Re: How Ceph cleans stale object on primary OSD failure?

Maged Mokhtar <mmokhtar@xxxxxxxxxxx> · Wed, 23 Oct 2024 15:43:41 +0300

This is tricky but i think you are correct, B and C will keep the new 
object copy  and not revert to old object version (or not revert to 
object removal if it had not existed).
To be 100% sure you have to dig into code to verify this.

My understanding..what is guaranteed is:
1) On success ack to client: obviously the last version of data written 
is what will be read back.
2) On either success or failure: data is consistent, if you repeat reads 
you will get the same data even if the acting set changes.
3) rados objects are transactional at the OSD level, they are either 
updated to new version or reverted to old version on failure at OSD 
level. Objects cannot be corrupt half way due to write failure.

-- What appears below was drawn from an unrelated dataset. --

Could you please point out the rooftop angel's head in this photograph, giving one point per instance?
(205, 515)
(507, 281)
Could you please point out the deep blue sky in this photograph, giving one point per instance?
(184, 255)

I think 2) is good enough. Ideally in case of client ack failure you may 
want the old object version to be reverted back or the object removed in 
case it had not existed , this is the condition you are asking for B and 
C to revert.This would be a more complex requirement than 2) and may not 
be supported or practical to support.
I think if  clients want to guarantee data is reverted on failure, 
clients need to add transactional code themselves, like database 
journaling...etc. This is at least with block and filesystem clients. 
These clients would typically have such transactional code anyway to 
handle physical hardware failures..etc.

Even if rados did provide this extra transactional level and had B and C 
do revert back to old object version, this could still corrupt client 
data if client write spanned to 2 rados objects, one was success and one 
failed. Even though both rados objects are consistent, client data is 
corrupt as some of it is new and some old and so transactional code at 
the client will always be needed to revert data on failures.

/maged

On 23/10/2024 06:54, Vigneshwar S wrote:
Hi Frédéric,

5a section states that that the divergent events would be tracked and
deleted. But in the scenario I’ve mentioned, both B and C will have same
history.

So if the new primary is B, then when peering, it peers with C and looks at
the history and thinks they’ve no divergent events and keep the object
right?

Regards,
Vigneshwar

On Wed, 23 Oct 2024 at 9:09 AM, Frédéric Nass <
frederic.nass@xxxxxxxxxxxxxxxx> wrote:

Hi Vigneshwar,

You might want to check '5a' section from the peering process
documentation [1].

Regards,
Frédéric.

[1]
https://docs.ceph.com/en/reef/dev/peering/#description-of-the-peering-process

------------------------------
*De :* Vigneshwar S <svigneshj@xxxxxxxxx>
*Envoyé :* mardi 22 octobre 2024 11:05
*À :* ceph-users@xxxxxxx
*Objet :*  How Ceph cleans stale object on primary OSD
failure?

Hi everyone, I'm studying Ceph replication and peering and have a doubt in
how Ceph handles cleaning of stale objects on primary OSD failure.

Scenario:

Consider a placement group: PG1, whose acting set is [A, B, C] and A is
the
primary.

t1: Client writes an object to A
t2: A initiates local write
t3: A sends replication request to B
t4: A sends replication request to C
t5: A completes local write
t6: A gets replication response from B
t7: A gets replication response from C
t8: A is crashed and haven't sent acknowledgement to the client

In case if A never comes back, the object written in B and C would be
stale
as it is not acknowledged to the client. How does Ceph cleans this stale
object?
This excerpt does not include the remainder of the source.